Fils de Nanon, une esclave africaine, née à la Guadeloupe, et de Georges de Bologne ou Boulogne, gentilhomme ordinaire de la Chambre du Roi et riche planteur à Basse-Terre. Joseph Boulogne, dit le chevalier de Saint-Georges, arrive à Paris avec sa mère vers l'âge de 10 ans et son itinéraire n'est rien moins qu'un conte de fées.
Mis en pension chez Texier La Boëssière, homme de lettres et excellent maître d'armes, le jeune Saint-Georges y reçoit une éducation de jeune aristocrate et éblouit ses maîtres par sa facilité et sa soif d'apprendre.
Me La Boëssière en fait un fleurettiste d’exception et dès l'âge de quinze ans, il domine les plus forts tireurs. C'est incontestablement la plus fine lame de son temps, " l’homme le plus prodigieux qu'on ait vu dans les armes ", si l’on en croit "les friands de la lame", à une époque où les notions de point d'honneur sont encore vivaces et où le duel demeure une funeste institution.
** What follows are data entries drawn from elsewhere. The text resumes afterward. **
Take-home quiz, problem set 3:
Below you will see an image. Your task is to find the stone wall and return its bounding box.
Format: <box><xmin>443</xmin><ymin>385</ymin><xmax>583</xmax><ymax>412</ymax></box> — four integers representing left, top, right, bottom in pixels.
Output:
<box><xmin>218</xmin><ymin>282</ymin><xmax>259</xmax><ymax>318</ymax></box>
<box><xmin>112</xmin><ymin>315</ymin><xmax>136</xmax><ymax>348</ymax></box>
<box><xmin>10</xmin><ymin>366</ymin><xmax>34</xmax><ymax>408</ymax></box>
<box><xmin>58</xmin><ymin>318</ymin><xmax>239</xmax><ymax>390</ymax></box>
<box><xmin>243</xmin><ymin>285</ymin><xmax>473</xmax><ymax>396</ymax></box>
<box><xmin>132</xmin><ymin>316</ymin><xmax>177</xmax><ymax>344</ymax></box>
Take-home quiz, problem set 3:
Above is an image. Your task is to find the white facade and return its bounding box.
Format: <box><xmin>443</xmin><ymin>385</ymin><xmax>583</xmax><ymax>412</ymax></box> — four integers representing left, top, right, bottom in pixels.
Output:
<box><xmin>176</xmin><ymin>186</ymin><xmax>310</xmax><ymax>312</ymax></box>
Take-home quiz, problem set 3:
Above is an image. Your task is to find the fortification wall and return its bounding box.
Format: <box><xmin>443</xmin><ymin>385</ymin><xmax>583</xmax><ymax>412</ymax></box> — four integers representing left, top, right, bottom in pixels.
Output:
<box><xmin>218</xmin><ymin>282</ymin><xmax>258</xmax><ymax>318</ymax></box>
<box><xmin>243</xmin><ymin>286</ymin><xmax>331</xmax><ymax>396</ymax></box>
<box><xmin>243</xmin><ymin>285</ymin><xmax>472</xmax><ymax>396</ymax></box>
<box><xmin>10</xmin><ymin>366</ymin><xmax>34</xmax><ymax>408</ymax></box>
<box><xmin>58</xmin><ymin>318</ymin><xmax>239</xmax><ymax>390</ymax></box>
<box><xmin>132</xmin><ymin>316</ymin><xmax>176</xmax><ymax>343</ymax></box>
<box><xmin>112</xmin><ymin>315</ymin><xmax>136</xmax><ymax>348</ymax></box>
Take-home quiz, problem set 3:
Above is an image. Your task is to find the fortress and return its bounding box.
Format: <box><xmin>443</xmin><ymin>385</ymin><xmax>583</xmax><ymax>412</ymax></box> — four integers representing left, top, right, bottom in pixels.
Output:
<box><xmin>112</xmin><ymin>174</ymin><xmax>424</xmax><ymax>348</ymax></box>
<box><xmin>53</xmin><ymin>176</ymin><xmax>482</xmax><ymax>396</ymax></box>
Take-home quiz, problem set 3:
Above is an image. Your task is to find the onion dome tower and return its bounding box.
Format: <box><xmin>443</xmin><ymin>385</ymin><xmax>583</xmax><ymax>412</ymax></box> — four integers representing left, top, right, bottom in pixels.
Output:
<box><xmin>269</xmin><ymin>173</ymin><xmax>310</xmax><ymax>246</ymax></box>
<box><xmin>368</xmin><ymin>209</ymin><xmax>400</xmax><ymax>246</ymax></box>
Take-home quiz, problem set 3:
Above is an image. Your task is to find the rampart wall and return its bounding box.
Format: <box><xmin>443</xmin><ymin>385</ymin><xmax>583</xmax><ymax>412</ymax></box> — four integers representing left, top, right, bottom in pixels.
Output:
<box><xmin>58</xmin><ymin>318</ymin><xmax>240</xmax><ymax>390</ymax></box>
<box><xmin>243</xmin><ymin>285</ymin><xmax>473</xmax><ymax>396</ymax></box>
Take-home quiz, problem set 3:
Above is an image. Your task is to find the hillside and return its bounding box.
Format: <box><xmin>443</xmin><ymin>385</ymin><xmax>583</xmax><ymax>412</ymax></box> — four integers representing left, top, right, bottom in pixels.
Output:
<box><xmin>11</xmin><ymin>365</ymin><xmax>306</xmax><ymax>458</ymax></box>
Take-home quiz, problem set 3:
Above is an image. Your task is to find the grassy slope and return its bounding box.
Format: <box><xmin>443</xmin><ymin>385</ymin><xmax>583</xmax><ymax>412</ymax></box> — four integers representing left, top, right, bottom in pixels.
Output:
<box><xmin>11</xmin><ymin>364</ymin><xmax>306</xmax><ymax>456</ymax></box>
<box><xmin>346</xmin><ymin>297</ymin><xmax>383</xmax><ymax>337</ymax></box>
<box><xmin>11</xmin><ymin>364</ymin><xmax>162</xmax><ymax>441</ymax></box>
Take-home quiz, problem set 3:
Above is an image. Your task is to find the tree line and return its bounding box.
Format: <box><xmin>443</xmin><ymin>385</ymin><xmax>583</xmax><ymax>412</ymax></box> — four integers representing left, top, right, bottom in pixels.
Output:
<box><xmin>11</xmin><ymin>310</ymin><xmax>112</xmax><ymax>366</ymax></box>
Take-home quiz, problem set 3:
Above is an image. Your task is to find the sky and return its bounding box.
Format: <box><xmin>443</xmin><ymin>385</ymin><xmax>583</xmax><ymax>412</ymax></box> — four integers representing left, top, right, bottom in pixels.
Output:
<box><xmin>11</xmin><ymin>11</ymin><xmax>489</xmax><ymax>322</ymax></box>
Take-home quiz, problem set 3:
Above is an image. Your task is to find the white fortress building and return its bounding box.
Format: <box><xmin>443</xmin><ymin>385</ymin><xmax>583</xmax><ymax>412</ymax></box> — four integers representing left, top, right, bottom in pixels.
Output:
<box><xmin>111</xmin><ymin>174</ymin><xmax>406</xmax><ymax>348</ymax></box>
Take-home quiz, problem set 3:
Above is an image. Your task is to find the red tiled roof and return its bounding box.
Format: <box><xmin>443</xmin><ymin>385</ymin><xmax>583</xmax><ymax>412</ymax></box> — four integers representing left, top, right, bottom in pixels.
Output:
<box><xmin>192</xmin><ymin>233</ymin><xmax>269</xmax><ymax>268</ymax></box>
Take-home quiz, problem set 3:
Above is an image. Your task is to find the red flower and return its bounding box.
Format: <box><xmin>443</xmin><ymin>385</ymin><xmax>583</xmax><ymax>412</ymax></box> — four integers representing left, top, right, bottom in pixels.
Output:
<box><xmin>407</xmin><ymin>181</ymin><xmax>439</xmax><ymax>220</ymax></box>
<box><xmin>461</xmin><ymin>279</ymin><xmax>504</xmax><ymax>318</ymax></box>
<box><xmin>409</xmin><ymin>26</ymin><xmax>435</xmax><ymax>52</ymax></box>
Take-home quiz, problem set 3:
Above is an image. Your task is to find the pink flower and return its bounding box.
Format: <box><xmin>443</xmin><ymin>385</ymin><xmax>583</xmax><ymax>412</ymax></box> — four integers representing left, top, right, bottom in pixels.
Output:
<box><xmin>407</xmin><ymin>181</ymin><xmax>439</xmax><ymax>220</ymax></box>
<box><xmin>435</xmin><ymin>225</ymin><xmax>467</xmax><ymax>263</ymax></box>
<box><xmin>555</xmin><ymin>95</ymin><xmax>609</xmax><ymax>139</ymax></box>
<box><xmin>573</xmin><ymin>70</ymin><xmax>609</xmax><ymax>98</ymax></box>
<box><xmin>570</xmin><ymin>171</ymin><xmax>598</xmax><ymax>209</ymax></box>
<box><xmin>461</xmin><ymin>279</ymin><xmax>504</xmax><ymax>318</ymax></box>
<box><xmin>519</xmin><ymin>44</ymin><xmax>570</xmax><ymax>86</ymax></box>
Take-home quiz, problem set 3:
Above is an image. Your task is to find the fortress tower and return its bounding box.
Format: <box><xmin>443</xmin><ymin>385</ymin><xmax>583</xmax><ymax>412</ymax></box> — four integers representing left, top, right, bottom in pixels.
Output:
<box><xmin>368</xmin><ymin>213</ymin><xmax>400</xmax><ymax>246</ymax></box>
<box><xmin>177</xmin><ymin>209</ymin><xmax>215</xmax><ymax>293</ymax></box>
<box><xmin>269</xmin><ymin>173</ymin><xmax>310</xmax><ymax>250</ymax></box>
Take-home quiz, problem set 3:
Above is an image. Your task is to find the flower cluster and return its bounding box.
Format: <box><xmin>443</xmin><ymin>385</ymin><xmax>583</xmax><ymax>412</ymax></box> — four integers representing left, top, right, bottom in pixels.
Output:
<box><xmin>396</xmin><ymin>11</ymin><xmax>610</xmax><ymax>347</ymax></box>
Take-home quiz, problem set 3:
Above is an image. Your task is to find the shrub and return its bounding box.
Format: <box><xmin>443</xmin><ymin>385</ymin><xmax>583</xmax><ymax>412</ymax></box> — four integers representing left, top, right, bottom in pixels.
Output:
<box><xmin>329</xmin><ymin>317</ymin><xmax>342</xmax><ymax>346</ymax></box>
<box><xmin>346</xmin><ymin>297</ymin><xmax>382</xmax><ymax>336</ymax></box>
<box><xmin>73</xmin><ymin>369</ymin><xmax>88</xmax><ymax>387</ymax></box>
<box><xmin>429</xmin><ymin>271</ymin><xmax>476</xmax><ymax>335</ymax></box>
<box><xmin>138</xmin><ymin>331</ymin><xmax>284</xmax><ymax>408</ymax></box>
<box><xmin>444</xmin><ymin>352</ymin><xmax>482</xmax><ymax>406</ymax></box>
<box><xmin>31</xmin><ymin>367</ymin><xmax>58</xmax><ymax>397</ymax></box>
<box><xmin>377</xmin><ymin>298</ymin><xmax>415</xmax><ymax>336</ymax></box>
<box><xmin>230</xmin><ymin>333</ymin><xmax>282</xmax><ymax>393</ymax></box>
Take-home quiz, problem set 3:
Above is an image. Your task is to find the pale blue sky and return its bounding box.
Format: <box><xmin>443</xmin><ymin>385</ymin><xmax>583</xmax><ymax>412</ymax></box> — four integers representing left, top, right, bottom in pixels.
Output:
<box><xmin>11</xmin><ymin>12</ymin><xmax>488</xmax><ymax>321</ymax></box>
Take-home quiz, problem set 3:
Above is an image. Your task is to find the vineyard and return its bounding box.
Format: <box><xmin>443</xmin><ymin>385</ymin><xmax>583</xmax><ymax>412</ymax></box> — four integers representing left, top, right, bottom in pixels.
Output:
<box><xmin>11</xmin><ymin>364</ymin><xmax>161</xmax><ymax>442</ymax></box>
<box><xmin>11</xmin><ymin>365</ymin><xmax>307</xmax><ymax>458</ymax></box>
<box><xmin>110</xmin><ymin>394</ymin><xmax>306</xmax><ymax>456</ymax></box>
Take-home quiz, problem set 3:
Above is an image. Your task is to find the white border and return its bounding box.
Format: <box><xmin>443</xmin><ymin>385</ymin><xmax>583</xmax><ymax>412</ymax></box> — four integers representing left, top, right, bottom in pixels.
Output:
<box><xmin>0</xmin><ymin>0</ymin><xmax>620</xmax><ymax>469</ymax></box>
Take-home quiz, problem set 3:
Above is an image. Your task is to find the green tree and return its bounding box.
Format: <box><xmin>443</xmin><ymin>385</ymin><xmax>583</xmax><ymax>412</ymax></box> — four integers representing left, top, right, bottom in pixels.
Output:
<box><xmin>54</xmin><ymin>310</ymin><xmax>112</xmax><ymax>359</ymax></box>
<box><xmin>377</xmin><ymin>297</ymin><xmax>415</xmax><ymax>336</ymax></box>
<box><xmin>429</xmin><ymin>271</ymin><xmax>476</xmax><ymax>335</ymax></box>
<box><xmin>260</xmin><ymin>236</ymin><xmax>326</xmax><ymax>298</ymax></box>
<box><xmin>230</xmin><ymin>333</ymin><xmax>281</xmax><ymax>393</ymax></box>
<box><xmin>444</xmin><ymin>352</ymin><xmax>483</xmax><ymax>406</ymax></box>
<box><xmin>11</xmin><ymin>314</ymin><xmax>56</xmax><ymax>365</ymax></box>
Toutefois, disputer courtoisement un assaut de fleuret dans un salon face à l'un de ses pairs, est une façon parmi d’autres de briller en société et de faire montre de subtilité.
Qu'on en juge ! Dans une préface qui précède un poème élégiaque de sa composition, La Mort Généreuse du Prince Léopold de Brunswick, maître Texier La Boëssière, déçu que ses talents de poète n'aient pas été couronnés par l'Académie, se drape dans son dépit pour proclamer : "Racine a fait Phèdre et moi j'ai fait Saint-Georges", auto-satisfecit ou parallèle qui élève son disciple au rang de chef d'œuvre humain.
En dépit des préjugés raciaux du temps, des lois scélérates du "Code Noir", instituant l'esclavage sur les îles à sucre du Royaume ou des décrets de 1777 et de 1778, "interdisant l'entrée en France aux nègres, mulâtres et gens de couleur libres ainsi que les mariages interraciaux", Saint-Georges triomphe dans les salons des nobles et des princes ou parfois... dans les boudoirs des dames de la cour. C'est l'une des personnalités adulées des salles de concerts, des salons des nobles et des princes, avides de divertissements et de fêtes galantes. Cette société frivole n'a toutefois pas encore conscience que le navire royal sur lequel voguent nobles et aristocrates, fait déjà eau de toutes parts.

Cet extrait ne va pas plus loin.